À l’ère du numérique, il semble évident que l’attention humaine est devenue l’actif le plus convoité. Les géants du web monétisent chaque seconde d’attention disponible, les marques se battent pour quelques instants de visibilité, et les utilisateurs — souvent sans le savoir — participent à un système où leur concentration est la véritable monnaie.
Mais que vaut réellement cette attention ? Est-elle aussi précieuse qu’on le pense ? Dans Subprime Attention Crisis, Tim Hwang propose une lecture radicale : et si l’économie de l’attention reposait sur une illusion collective ? Et si, à l’instar des crédits immobiliers avant 2008, cette économie cachait une bulle spéculative prête à exploser ?
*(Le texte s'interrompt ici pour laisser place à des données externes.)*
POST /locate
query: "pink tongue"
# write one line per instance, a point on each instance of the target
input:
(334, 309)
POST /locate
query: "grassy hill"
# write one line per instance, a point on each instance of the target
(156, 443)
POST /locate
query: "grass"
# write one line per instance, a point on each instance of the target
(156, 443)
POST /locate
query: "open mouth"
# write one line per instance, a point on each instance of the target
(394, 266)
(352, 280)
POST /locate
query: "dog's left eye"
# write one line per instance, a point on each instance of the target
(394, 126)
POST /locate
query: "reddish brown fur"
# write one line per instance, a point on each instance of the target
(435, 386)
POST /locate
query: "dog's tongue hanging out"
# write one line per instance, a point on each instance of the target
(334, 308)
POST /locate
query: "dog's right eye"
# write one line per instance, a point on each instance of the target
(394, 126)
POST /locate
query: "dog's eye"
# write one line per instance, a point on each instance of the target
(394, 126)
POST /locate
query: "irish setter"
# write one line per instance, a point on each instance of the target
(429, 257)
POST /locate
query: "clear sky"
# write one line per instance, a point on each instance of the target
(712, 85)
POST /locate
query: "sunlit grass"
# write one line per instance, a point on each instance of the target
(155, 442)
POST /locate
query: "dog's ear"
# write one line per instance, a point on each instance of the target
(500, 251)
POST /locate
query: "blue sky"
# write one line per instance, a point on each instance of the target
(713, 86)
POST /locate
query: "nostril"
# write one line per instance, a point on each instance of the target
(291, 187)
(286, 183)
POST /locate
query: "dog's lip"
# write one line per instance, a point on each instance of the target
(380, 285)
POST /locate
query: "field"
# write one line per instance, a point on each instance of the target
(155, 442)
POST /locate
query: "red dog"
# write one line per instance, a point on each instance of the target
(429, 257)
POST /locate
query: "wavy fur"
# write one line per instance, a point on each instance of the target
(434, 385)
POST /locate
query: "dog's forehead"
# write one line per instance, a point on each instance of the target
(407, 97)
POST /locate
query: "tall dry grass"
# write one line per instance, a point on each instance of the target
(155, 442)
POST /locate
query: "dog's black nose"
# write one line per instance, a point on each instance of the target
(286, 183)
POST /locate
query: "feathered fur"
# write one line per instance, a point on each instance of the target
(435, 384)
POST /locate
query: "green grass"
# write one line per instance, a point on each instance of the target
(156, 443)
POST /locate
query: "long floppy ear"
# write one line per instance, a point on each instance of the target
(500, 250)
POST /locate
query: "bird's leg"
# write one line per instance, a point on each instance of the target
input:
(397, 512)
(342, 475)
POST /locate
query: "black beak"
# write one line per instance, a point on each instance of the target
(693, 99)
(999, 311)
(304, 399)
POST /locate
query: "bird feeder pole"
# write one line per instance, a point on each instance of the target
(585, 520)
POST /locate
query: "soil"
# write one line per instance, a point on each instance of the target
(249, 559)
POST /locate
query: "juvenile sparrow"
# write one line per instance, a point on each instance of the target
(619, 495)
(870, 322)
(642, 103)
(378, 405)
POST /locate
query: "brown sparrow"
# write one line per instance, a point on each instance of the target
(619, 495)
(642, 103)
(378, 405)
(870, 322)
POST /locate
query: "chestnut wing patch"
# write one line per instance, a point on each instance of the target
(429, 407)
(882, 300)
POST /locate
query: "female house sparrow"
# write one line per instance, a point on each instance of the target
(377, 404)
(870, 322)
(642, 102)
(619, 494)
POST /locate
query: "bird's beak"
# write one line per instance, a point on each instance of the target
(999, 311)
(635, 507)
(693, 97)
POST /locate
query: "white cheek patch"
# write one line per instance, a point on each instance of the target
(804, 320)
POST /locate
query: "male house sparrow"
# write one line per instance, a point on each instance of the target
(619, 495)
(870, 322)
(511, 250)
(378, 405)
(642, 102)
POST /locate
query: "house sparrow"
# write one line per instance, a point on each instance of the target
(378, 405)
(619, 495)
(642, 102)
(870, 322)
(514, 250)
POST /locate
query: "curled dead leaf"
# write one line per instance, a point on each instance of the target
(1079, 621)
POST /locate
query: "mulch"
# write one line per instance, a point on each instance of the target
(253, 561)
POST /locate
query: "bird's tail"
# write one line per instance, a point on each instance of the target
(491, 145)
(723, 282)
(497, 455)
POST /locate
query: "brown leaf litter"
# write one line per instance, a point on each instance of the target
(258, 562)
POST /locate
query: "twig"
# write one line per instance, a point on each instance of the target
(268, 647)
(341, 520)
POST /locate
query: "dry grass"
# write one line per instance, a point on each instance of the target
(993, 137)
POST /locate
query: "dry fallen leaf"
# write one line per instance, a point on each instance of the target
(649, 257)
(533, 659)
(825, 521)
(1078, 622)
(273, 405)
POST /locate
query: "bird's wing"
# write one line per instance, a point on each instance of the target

Une analogie provocatrice mais structurée
Publié en 2020, le livre de Tim Hwang établit un parallèle saisissant entre le fonctionnement de l’industrie de la publicité numérique et celui du marché des subprimes avant la crise financière. Selon lui, les grandes plateformes numériques (Google, Facebook, YouTube, etc.) vendent de l’attention à des annonceurs… sans réellement pouvoir en garantir la qualité, ni même la réalité.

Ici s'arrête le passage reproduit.